The present study has demonstrated that lansoprazole 30 mg and omeprazole 20 mg, both given once daily, prevented the majority of patients from relapsing over a 48-week period, and no difference between the drugs was noted. This is in agreement with a recent study, so far only reported in abstract form,7 in which the relative efficacies of lansoprazole 30 mg and 15 mg and omeprazole 20 mg were directly compared in the long-term prevention of oesophagitis. The proportion of patients in whom relapse (Grade I or worse) of oesophagitis was reported was 14% for patients treated with lansoprazole 30 mg and 13% for those treated with omeprazole 20 mg.

The proportion of lansoprazole treated patients in whom relapse did occur in the current study (9.5%) was similar to that reported by Robinson et al.,8 who compared lansoprazole with placebo. In both studies the definition of endoscopic relapse was oesophagitis of Grade II or worse. In contrast, Gough et al.1 reported a relapse in 20% of the patients treated with lansoprazole 30 mg daily for 1 year. However, in this study relapse was defined as oesophagitis Grade I or higher. This is also reflected in the relapse rate of 68% in the control patients treated with ranitidine.

Previous studies investigating the efficacy of omeprazole 20 mg o.d. reported a relapse rate ranging from 11 to 33%.3[4][5]–6 The definition of relapse in all four of these studies was similar to the present study, making comparison of results reasonable. Thus, the results from the current study may appear slightly better than previous reports.
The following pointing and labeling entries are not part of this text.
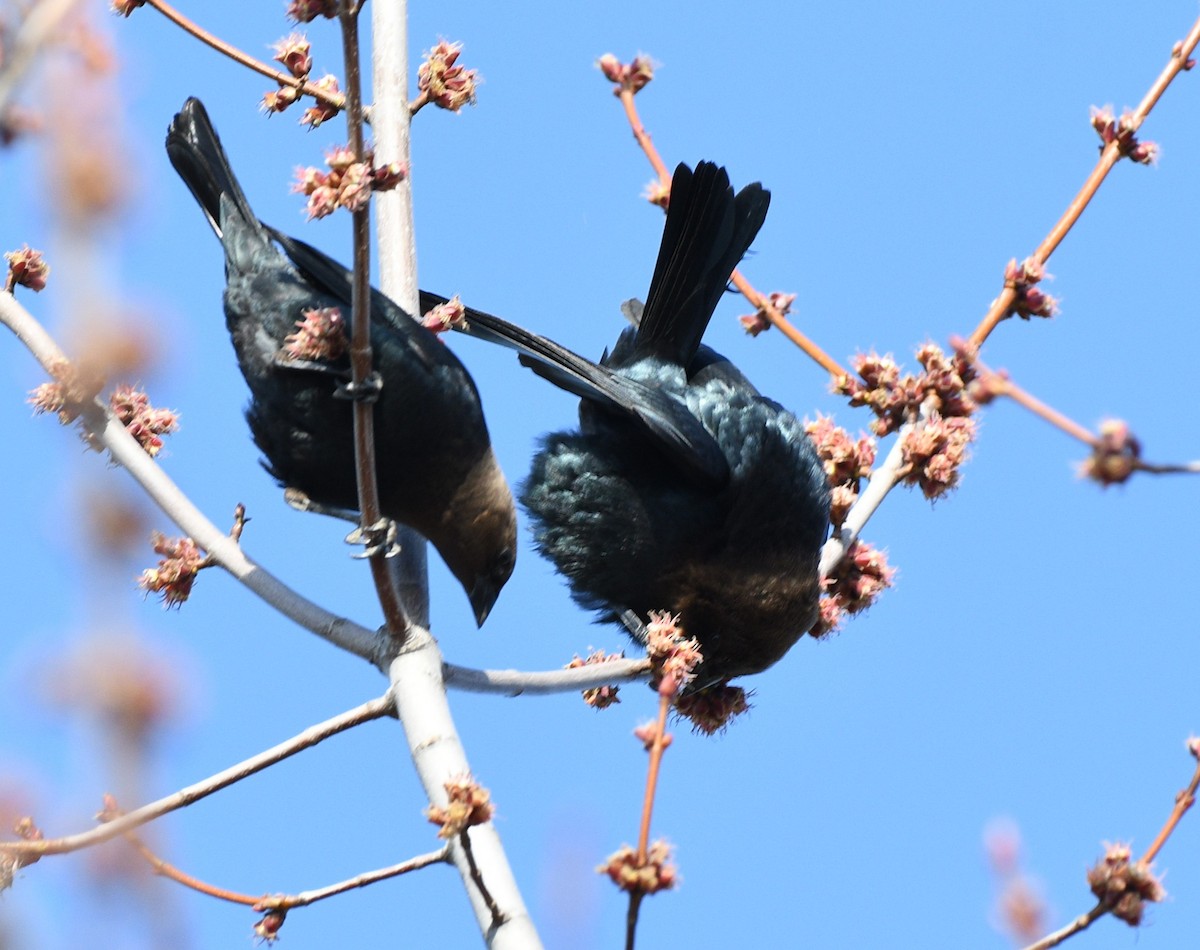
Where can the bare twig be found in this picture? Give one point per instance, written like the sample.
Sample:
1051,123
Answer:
185,797
652,777
516,681
285,902
360,881
478,878
281,77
The number of patients who are maintained free of symptoms is important in the clinical situation. Both treatments were effective at preventing the recurrence of all three symptoms. Heartburn was the most frequently reported symptom at the initial presentation and more than three-quarters of the patients in both treatment groups were free of this symptom at their last assessment in the study. The proportion of patients who were free of regurgitation and dysphagia was over 80% and 90%, respectively, for the two treatments. However, fewer patients initially suffered from these symptoms compared with heartburn, and therefore this higher proportion of symptom-free patients could be expected.

The number and overall severity of adverse events reported by patients in each of the treatment groups was similar. The most common complaint was diarrhoea. The number of patients who withdrew from the study as a result of adverse events was low (3.6%) and equally distributed between the two treatment groups.


Lansoprazole 30 mg o.d. and omeprazole 20 mg o.d. are equally effective in preventing the relapse of oesophagitis over a 48-week period. Over 90% of the patients were in remission in the two treatment groups. Both treatments exhibit a similar side-effect profile.


This study was supported by Wyeth Ayerst and Wyeth Lederle Nordiska AB.